The Case of the "Omaha Two"
Introduction
Text-to-speech Audio
Images
Ed Poindexter (left) and Mondo we Langa (right) at the Nebraska State Penitentiary in Lincoln NE, February 2016. We Langa passed away at the prison on March 11, 2016. (Photo by Ron Levine)
The home at 2867 Ohio St. in Omaha following the explosion. The explosion in the house killed Officer Larry Minard and critically injured officer John Tess. (Photo by Omaha Police Department)
Officer Larry Minard was 29 when he was killed in August 1971 while responding to an anonymous call about a domestic disturbance at 2867 Ohio St. in Omaha. (Photo by Omaha World Herald)
Backstory and Context
Text-to-speech Audio
On August 17, 1970, eight Omaha police officers responded to an anonymous emergency call talking about a domestic disturbance at a North Omaha house. When officers arrived on the scene at 2867 Ohio Street just after 2 a.m., they found an abandoned home and no such dispute. Just inside the door, two officers spotted a small suitcase. When one of them opened it, the suitcase exploded, killing officer Larry Minard and critically injuring officer John Tess. Minard was 29.
Omaha Police believed the local Panther group to be responsible for the bombing. After a controversial trial, Ed Poindexter and David Rice, who emerged as leaders of the Omaha Black Panthers, were convicted of murder and sentenced to life in prison on April 17, 1971. Poindexter was a discharged Army veteran and postal worker, while Rice (now known as Wopashitwe Mondo Eyen we Langa) was a young civil rights activist and reporter for two local, underground newspapers. Both Poindexter and Rice were leaders of the Black Panther Party’s National Committee to Combat Fascism, or NCCF. It’s been reported that the Omaha BPP was removed from the national organization in August 1969 due to anonymous letters disparaging Poindexter and we Langa. One letter accused we Langa of “reluctance to follow the party line” by accepting employment from a government-funded agency called Greater Community Action. Another letter accused Poindexter of mishandling party funds.
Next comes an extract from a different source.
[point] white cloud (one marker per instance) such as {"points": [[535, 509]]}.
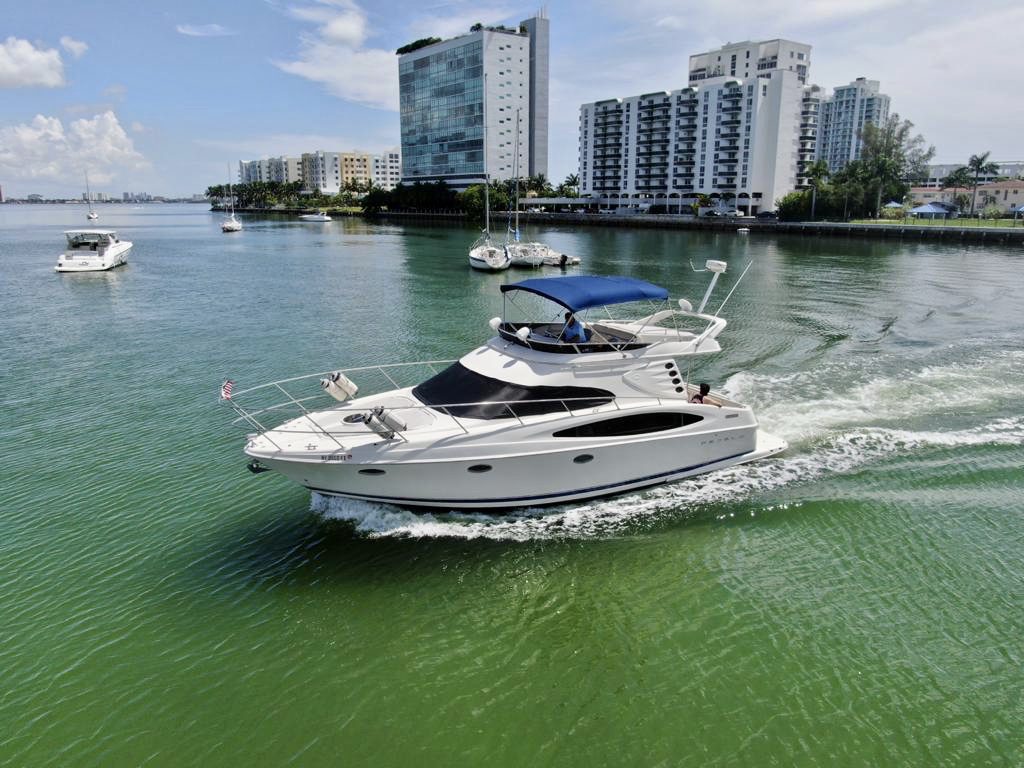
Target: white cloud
{"points": [[335, 56], [116, 90], [24, 66], [73, 46], [204, 30], [45, 150]]}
Their trial, known as “The Omaha Two” trial is considered very controversial, because many believe Poindexter and we Langa weren’t treated fairly. Some argue there was a strong lack of physical evidence linking the two men to the bombing. Many also pointed to the convenient disappearance of the 911 tape while in police custody prior to the trail, the jury being nearly all white (11 out of 12 members), the attack on Poindexter and we Langa’s political ideology during the proceedings, and widespread surveillance and intimidation of the Omaha Panthers by local police and the FBI. While Poindexter’s shirt and we Langa’s pants pockets tested positive for dynamite fragments, their hands did not. There was also what some believe to be a coerced confession by the prosecution’s key witness, fifteen-year-old Duane Peak. Peak, a former NCCF member, confessed to planting the bomb and placing the phony 911 call. Peak told police two weeks after Minard’s death that he saw Poindexter assemble the bomb in we Langa’s home with the suitcase and dynamite provided by we Langa. Peak changed his testimony up to six different times, but the first degree murder charges against Poindexter and we Langa were upheld. Peak was allowed to plead guilty to juvenile delinquency, and served four years in juvenile detention.
The “Omaha Two” case has attracted local and national interest over the last 40 years. There was even international interest when human rights organization Amnesty International demanded a new trial for Poindexter and we Langa. We Langa denied committing the crime numerous times, saying the dynamite found in his home after Minard’s death was planted, before his death in the Nebraska State Penitentiary on March 11, 2016. He was 68. Poindexter is currently 71 and still in the penitentiary, where he’s been for the past 45 years.